He leaned forward, forearms resting on his knees. The earbud glinted as his head tilted downward.
“It is a mockery. We, what we believe ourselves to be, aren’t worrying or despairing about the lack of meaning. Our brain is keeping us deluded so we continue operating it. But our brain is also the one who makes us recognize the absurdity of it.” His hand gestured vaguely toward his head. “The fact that we believe there is an ‘I’ that somehow looks at this from an elevated position is a delusion.” He extracted another seed from the bag. “You know about that guy, a couple hundred years ago maybe, that laid railroad tracks, right? Had something to do with trains anyway. One spike blew straight through his fucking frontal lobe. Didn’t kill him. Just changed who he was.” The seed cracked. “You take out one part of your brain and you’re no longer you. A stroke kills part of your brain and you’re no longer you.” The shell hit the pile at his feet. “That’s because the brain is making itself believe that it has choices.”
The woman went quiet. She stared at the wet cobblestones reflecting the amber streetlight, her posture still, her breathing visible in small clouds.

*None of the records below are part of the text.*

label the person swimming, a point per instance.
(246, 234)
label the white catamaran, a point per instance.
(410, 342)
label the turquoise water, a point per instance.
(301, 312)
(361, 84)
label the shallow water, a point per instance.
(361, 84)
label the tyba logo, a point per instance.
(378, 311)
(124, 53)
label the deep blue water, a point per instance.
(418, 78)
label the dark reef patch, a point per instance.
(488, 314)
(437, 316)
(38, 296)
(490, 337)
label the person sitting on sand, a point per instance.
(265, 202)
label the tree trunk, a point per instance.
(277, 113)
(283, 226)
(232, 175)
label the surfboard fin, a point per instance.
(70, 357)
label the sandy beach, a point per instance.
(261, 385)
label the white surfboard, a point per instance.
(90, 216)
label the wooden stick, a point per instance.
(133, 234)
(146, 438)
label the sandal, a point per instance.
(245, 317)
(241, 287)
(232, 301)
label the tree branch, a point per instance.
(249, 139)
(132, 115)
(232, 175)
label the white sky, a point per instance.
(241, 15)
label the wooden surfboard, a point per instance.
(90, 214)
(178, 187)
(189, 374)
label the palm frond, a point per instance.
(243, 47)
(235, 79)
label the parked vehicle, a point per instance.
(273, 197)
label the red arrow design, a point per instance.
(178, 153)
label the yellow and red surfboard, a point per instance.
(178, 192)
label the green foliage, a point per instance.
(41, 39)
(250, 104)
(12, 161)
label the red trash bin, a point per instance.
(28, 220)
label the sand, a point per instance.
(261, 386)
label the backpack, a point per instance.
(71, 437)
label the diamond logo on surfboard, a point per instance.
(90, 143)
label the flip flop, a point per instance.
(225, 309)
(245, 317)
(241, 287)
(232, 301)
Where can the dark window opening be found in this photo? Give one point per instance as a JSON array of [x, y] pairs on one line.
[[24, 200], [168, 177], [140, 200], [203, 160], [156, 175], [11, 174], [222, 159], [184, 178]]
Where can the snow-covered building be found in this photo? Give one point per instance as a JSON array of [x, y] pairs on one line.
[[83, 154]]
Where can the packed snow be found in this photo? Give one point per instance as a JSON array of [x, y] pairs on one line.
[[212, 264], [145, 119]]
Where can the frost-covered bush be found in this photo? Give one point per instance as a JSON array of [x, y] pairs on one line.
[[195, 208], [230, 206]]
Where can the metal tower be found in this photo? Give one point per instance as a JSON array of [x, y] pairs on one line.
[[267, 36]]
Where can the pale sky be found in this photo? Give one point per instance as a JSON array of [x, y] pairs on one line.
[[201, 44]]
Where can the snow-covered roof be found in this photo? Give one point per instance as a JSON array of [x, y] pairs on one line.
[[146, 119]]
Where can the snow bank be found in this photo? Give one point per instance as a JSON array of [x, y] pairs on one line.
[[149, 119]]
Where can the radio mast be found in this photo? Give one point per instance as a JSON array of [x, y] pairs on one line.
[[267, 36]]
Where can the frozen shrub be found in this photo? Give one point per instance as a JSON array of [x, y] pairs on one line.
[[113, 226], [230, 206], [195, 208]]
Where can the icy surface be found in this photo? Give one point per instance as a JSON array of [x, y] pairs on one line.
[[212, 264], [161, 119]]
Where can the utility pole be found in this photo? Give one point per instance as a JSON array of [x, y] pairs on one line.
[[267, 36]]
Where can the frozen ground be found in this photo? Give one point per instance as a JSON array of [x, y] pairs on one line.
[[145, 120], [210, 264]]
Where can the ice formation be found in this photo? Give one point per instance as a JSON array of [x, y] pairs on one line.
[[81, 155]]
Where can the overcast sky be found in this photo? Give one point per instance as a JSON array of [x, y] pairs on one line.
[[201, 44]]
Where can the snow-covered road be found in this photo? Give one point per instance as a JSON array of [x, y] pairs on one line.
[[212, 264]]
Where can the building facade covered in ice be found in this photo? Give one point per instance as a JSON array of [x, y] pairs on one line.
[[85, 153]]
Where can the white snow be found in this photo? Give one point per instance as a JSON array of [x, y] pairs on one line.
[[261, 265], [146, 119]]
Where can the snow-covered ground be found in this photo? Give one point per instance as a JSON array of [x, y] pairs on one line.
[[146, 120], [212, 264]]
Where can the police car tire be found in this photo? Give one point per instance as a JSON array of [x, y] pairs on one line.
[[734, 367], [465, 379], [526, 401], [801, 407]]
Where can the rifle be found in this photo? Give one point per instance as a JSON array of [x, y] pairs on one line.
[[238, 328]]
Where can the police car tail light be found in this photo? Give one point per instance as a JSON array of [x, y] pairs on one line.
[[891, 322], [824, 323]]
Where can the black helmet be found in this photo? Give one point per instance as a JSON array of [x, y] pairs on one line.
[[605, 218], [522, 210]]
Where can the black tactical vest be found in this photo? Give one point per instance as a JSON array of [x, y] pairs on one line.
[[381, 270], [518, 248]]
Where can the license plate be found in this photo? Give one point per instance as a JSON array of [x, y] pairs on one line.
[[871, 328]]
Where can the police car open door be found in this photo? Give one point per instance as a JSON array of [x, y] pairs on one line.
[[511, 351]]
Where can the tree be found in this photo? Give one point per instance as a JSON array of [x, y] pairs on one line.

“You’re talking about the railroad spike guy,” she said finally. “Phineas Gage. And yeah, you’re right—take out one chunk of brain tissue and the whole ‘I’ thing collapses. Different person, same meat puppet. But here’s what fucks me up about that example. It’s not just that we’re not in control. It’s that there never was an ‘I’ making choices in the first place. Just…” Her hand lifted, fingers spreading. “…neurochemistry pretending to be agency, brain states pretending to be decisions.”
The young man turned his head to look at her directly. She kept her gaze on the cobblestones.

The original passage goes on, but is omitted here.